Concerning "Bingo", the song in the message that started this thread, did you just sing the same verse over and over? We did it as a "progressive" song, if that's the right word: the first time, we spelled out B-I-N-G-O, then the second time we didn't say the B (but left a space for it - I guess you could call it a quarter note rest, not that any of us would have known what that meant: ( ) - I - N - G - O), then ( ) - ( ) - N - G - O, until the 6th time it was

There was a farmer who had a dog
And Bingo was his name-o
( ) - ( ) - ( ) - ( ) - ( )
( ) - ( ) - ( ) - ( ) - ( )
( ) - ( ) - ( ) - ( ) - ( )
And Bingo was his name.

I never sang this at school, but on the bus on the way to day camp in the summer. If we really got into it, we'd do a few more verses, bringing the name back, one letter at a time.

I was astonished when Jerry wrote that he sang Barnacle Bill at school - the only version I've ever heard is the obscene one, and I couldn't imagine a teacher having a class sing that. I wasn't aware that the version I knew was a parody.
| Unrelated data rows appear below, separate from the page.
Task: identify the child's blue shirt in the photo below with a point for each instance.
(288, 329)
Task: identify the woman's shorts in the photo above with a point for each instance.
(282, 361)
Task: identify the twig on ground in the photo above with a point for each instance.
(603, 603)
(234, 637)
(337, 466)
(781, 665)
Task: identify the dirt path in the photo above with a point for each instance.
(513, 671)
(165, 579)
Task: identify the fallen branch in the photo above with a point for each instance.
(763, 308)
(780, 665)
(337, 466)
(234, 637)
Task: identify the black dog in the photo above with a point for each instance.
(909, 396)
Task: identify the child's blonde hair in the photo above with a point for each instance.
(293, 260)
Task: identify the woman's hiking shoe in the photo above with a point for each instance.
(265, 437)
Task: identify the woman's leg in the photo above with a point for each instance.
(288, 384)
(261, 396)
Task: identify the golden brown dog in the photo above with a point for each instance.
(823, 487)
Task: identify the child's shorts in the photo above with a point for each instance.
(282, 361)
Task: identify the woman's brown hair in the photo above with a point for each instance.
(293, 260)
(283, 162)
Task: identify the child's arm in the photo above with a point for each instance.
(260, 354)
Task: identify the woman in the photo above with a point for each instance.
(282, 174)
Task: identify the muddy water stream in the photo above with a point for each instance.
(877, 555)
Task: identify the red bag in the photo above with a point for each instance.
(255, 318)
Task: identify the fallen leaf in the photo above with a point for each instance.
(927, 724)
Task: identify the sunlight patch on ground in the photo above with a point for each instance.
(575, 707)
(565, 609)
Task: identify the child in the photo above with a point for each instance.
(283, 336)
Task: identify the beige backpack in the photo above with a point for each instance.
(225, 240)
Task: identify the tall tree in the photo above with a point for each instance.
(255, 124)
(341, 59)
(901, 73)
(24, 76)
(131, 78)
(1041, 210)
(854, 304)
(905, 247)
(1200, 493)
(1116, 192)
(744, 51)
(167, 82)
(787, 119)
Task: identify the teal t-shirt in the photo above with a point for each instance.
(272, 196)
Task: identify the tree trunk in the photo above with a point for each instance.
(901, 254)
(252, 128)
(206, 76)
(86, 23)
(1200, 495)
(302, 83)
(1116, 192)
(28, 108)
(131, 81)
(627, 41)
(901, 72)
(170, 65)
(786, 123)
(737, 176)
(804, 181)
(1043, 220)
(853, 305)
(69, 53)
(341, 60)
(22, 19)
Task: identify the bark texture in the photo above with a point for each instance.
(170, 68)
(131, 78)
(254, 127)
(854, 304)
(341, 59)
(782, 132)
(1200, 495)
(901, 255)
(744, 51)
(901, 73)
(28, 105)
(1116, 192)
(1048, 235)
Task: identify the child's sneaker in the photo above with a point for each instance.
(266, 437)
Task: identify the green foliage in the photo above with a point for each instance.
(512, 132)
I don't remember a lot of songs we sang "officially" at school. There was this one:

We gather together to ask the Lord's blessing
He chastens and hastens His will to make known
The wicked oppressing
Cease them from distressing
Sing praises to His name
He forgets not His own.

There was a second verse, now forgotten. The first verse was torture for the lispers, with all those esses. I was puzzled at the time as to why the author felt obliged to point out that the Lord didn't forget His own name, but eventually I got what he meant.

The only one I remember that they made us sing that I didn't like went like this:

If I had the wings of a turtle dove
Back to one-fifty-two I would fly [this was Public School 152]
And there I would play with those students
I would play til the day that I die.